«Ce qui frappe, c'est que c'est une guerre.» Denis Olivennes, directeur de la publication du Nouvel Observateur, revient d'Afghanistan. Il y a découvert un conflit beaucoup plus sanglant qu'il ne l'imaginait. Tout comme la population française, après la mort de dix des siens dans une embuscade des talibans.
Erreur d'évaluation
«Il y a eu, tout à coup, une prise de conscience, y compris au sein des états-majors, que la mission de la coalition en Afghanistan était plus qu'une opération simili-humanitaire, relève Joseph Henrotin, chercheur au Centre d'analyse et de prévision des risques internationaux. Au départ, l'OTAN avait présenté les choses comme une intervention de maintien de la paix, afin d'obtenir des renforts.» Les pays engagés, ensuite, ont répercuté l'idée auprès de leurs citoyens.
Au-delà d'une intention de minimiser les risques, il y a eu, sans doute, une erreur d'évaluation. «Personne ne pensait les talibans capables de revenir», admet le général Loup Francart, directeur de la société Eurocrise.

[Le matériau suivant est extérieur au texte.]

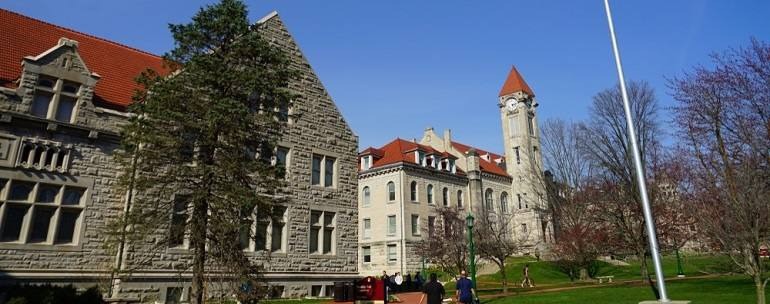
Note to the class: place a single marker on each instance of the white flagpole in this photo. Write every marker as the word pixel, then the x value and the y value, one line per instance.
pixel 652 239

Leur retour s'est fait progressivement, sans que les médias en rendent compte au quotidien. L'attention, aussi, était largement focalisée sur l'Irak. «Les Américains ont beaucoup plus communiqué sur l'Irak que les Européens sur l'Afghanistan, souligne Joseph Henrotin. La presse a relayé les déboires des GI à Bagdad, mettant en scène tout ce qui pouvait nuire à l'administration Bush.»
Le fait que deux opérations soient menées de front en Afghanistan n'a pas favorisé la lecture des événements. «La population afghane, comme la communauté internationale, ne distingue pas la lutte américaine contre Al-Qaida de la présence de l'OTAN pour stabiliser le pays», souligne Alain Délétroz, vice-président d'International Crisis Group. La concomitance d'objectifs plus ou moins valables et réalistes - instaurer la démocratie, éradiquer la culture du pavot, l'islamisme et la corruption, dévoiler les femmes, sécuriser la région - contribue à brouiller les pistes, sur le terrain et dans les esprits.